If the Hive table already exists, you can specify the
*+\--hive-overwrite+* option to indicate that existing table in hive must
be replaced. After your data is imported into HDFS or this step is
omitted, Sqoop will generate a Hive script containing a +CREATE TABLE+
operation defining your columns using Hive's types, and a +LOAD DATA INPATH+
statement to move the data files into Hive's warehouse directory.
The script can be executed in two ways:
- By the default the script will be executed by calling
the installed copy of hive on the machine where Sqoop is run. If you have
multiple Hive installations, or +hive+ is not in your +$PATH+, use the
*+\--hive-home+* option to identify the Hive installation directory.
Sqoop will use +$HIVE_HOME/bin/hive+ from here.
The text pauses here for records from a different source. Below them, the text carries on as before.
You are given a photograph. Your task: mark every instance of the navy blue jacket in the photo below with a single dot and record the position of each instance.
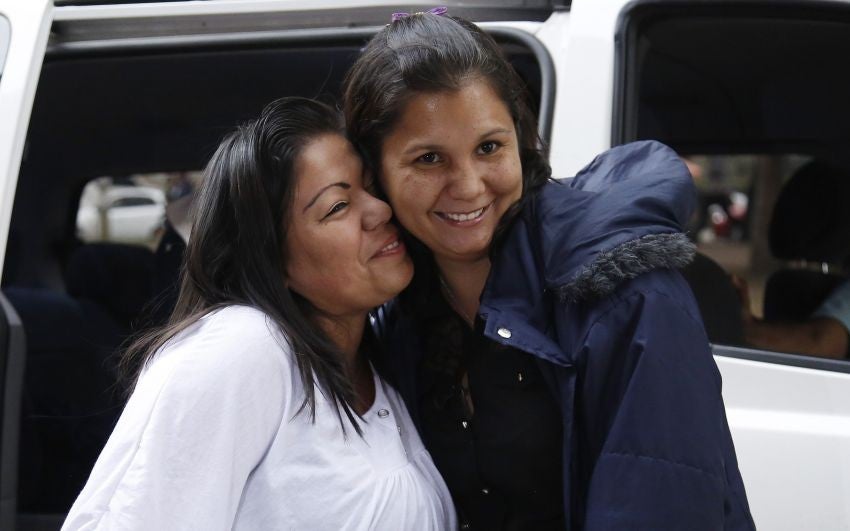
(585, 281)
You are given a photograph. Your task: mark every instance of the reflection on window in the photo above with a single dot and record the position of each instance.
(737, 194)
(130, 209)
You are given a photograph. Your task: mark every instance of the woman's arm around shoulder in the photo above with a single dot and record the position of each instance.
(199, 421)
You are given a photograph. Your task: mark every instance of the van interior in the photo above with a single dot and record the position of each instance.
(128, 122)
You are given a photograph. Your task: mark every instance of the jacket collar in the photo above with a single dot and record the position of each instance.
(578, 240)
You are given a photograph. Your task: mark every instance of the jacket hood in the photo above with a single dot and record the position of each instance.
(619, 217)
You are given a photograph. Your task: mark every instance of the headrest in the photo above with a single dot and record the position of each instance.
(119, 277)
(811, 219)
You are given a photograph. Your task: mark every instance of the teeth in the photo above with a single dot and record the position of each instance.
(390, 247)
(464, 217)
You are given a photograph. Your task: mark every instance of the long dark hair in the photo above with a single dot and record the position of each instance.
(426, 53)
(237, 250)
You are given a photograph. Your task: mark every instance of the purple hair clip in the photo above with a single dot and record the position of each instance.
(439, 11)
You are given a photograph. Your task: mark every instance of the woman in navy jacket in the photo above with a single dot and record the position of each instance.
(552, 358)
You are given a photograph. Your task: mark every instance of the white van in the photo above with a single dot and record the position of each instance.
(747, 91)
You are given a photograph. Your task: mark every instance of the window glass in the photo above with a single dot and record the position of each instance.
(130, 209)
(731, 224)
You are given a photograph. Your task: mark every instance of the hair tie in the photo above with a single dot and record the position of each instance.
(439, 11)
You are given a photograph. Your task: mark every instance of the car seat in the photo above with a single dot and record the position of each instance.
(810, 231)
(71, 399)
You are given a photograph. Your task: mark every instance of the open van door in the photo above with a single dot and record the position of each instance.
(24, 28)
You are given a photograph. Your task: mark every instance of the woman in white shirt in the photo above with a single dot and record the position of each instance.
(256, 406)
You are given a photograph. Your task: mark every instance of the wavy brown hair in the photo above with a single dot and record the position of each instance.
(237, 252)
(426, 53)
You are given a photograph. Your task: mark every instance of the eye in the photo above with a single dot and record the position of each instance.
(488, 147)
(430, 158)
(339, 206)
(369, 184)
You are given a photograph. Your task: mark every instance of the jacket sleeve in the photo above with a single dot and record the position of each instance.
(656, 448)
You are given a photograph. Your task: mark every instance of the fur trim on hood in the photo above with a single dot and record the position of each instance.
(627, 261)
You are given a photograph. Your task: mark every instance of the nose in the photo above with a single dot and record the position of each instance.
(376, 213)
(465, 180)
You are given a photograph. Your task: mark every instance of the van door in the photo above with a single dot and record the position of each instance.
(24, 28)
(740, 90)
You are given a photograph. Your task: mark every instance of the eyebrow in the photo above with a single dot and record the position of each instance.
(344, 186)
(433, 147)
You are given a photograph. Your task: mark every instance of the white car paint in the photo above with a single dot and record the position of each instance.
(791, 425)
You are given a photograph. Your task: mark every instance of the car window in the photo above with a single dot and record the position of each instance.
(736, 201)
(740, 94)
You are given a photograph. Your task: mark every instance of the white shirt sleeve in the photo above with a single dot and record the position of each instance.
(199, 421)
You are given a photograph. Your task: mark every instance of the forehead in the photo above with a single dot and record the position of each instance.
(474, 107)
(325, 159)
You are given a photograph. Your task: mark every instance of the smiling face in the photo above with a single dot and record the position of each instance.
(451, 169)
(345, 256)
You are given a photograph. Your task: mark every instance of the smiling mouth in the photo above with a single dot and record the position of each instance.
(394, 247)
(460, 217)
(390, 247)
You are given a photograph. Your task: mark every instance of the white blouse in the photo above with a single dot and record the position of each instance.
(212, 439)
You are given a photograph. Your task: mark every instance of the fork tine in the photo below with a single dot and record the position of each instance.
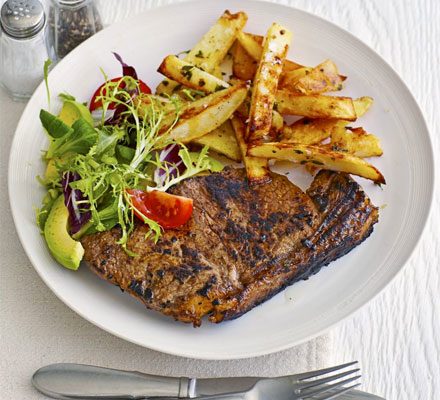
(326, 388)
(335, 395)
(313, 374)
(317, 382)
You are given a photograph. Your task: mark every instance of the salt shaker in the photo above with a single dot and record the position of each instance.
(23, 46)
(72, 22)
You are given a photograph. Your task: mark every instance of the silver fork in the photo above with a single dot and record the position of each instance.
(324, 384)
(73, 381)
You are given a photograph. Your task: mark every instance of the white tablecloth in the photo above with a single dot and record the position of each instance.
(396, 337)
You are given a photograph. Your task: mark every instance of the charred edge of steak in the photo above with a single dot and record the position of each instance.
(348, 218)
(239, 227)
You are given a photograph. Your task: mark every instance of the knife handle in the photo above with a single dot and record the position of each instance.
(73, 381)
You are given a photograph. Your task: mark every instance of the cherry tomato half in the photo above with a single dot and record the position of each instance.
(95, 104)
(168, 210)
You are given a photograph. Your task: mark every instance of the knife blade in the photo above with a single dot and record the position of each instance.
(73, 381)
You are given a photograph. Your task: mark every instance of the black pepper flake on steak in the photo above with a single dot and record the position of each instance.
(241, 246)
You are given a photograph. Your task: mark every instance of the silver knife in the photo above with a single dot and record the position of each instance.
(75, 381)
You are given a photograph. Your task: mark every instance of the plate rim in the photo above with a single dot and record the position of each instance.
(274, 348)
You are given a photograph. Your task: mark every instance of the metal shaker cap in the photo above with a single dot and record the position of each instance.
(70, 2)
(22, 18)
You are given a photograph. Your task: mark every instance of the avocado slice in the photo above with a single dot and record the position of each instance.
(72, 111)
(65, 250)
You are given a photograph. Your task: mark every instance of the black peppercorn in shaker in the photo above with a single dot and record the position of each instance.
(72, 22)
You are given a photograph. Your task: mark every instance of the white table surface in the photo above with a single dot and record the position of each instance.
(396, 337)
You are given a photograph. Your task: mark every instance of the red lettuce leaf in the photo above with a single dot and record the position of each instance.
(79, 213)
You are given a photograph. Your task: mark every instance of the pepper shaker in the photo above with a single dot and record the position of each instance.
(72, 22)
(23, 46)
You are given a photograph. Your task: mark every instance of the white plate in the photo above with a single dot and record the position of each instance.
(303, 310)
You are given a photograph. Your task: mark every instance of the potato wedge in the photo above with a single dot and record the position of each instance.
(206, 114)
(243, 65)
(212, 48)
(319, 157)
(253, 44)
(315, 106)
(323, 78)
(362, 105)
(190, 76)
(257, 169)
(357, 142)
(265, 85)
(311, 131)
(221, 140)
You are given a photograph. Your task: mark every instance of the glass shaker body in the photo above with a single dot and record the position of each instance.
(72, 22)
(22, 61)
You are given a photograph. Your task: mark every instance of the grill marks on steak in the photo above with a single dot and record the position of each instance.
(242, 245)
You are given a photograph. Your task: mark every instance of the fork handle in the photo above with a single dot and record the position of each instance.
(73, 381)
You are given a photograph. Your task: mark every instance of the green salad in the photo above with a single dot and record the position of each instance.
(110, 164)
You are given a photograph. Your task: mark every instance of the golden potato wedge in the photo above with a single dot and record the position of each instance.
(243, 65)
(323, 78)
(311, 131)
(277, 124)
(222, 140)
(206, 114)
(209, 52)
(257, 169)
(356, 141)
(190, 76)
(289, 79)
(362, 105)
(217, 72)
(265, 85)
(253, 44)
(315, 105)
(319, 157)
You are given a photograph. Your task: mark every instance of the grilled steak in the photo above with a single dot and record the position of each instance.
(242, 245)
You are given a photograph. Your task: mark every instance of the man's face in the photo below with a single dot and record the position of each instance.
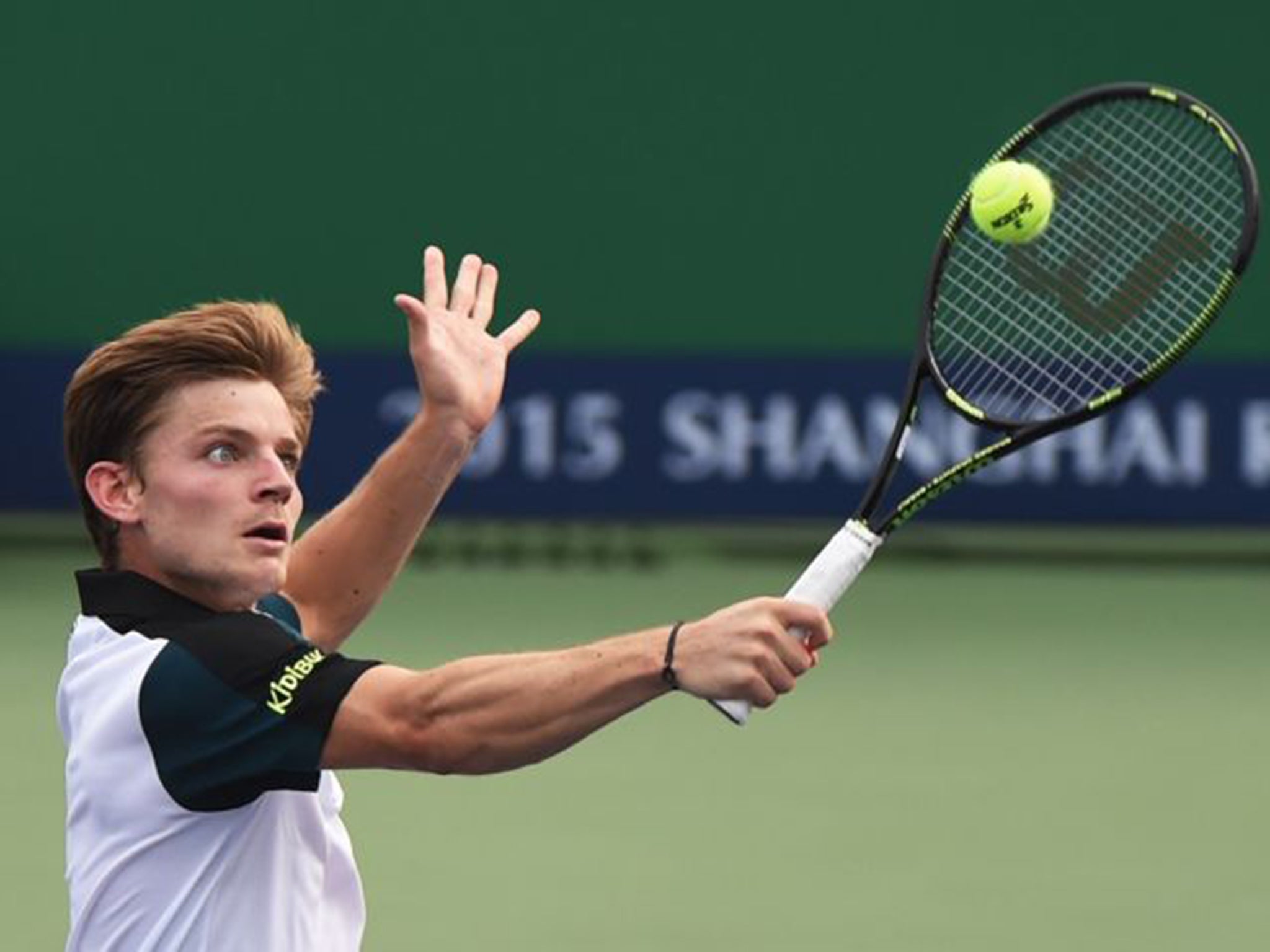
(218, 499)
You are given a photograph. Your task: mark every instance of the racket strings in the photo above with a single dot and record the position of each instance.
(1148, 215)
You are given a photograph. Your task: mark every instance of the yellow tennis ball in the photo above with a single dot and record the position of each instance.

- If the user specifies the *+\--hs2-url+* parameter then the script will
be sent to HiveServer2 through a JDBC connection. Note that the data itself
will not be transferred via the JDBC connection it is written directly to HDFS
just like in case of the default hive import. As HiveServer2 provides proper
authorization and auditing features it is recommended to use this instead of
the default. Currently only Kerberos authentication and text file format is
supported with this option.
NOTE: This function is incompatible with +\--as-avrodatafile+ and
+\--as-sequencefile+.
Even though Hive supports escaping characters, it does not
handle escaping of new-line character. Also, it does not support
the notion of enclosing characters that may include field delimiters
in the enclosed string. It is therefore recommended that you choose
unambiguous field and record-terminating delimiters without the help
of escaping and enclosing characters when working with Hive; this is
due to limitations of Hive's input parsing abilities. If you do use
+\--escaped-by+, +\--enclosed-by+, or +\--optionally-enclosed-by+ when
importing data into Hive, Sqoop will print a warning message.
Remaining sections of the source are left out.